In dentistry, there is considerable epistemic uncertainty surrounding temporomandibular disorders (TMDs), especially the myofascial pain subtype. The hypothesis that dysfunctional sleep breathing may elicit temporomandibular joint (TMJ) pain will be examined as an alternative to traditional mechanical explanations, which focus on occlusion, malocclusion, and bruxism.

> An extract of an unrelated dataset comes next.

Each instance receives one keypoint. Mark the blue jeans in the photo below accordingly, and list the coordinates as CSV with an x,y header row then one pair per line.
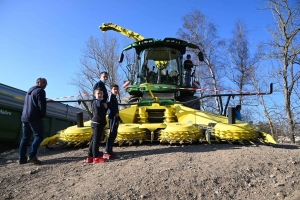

A previous article introduced the concept of sleep prosthodontics to differentiate it from sleep dentistry.1 Sleep prosthodontics is the study of the airway and its impact on the stomatognathic system, which encompasses the mouth, jaws, and the closely related structures of the oropharynx and fauces. Dentists become familiar with this system during its development, and assist in its maintenance throughout a patient’s life. This article will address the connection between sleep fragmentation and airway maintenance and the signs and symptoms of TMDs.
Prevalence and Symptoms
TMDs are a varied group of conditions that may affect the TMJ, the masticatory muscles, or both, and are the leading cause of nondental pain in the orofacial region. A classic presentation includes muscle or joint pain, joint sounds, and restricted or altered motion.2
In an attempt to create a standard for comparing findings from different TMD studies, the Research Diagnostic Criteria for Temporomandibular Disorders was established in 1992.3 Patients with known TMD are grouped by diagnostic criteria: muscle disorders (myofascial pain and myofascial pain with limited opening), disc displacements (with reduction, without reduction with limited opening, and without reduction without limited opening), or arthralgia/osteoarthritis/osteoarthrosis.2 In a systematic review, the prevalence of each group in TMD patients was as follows: myofascial pain, 45.3%; disc displacements, 41.1%; and arthralgia/osteoarthritis/osteoarthrosis, 30.1%.2 The most common of the subgroups was myofascial pain without limited opening and with more than three sites of pain on palpation.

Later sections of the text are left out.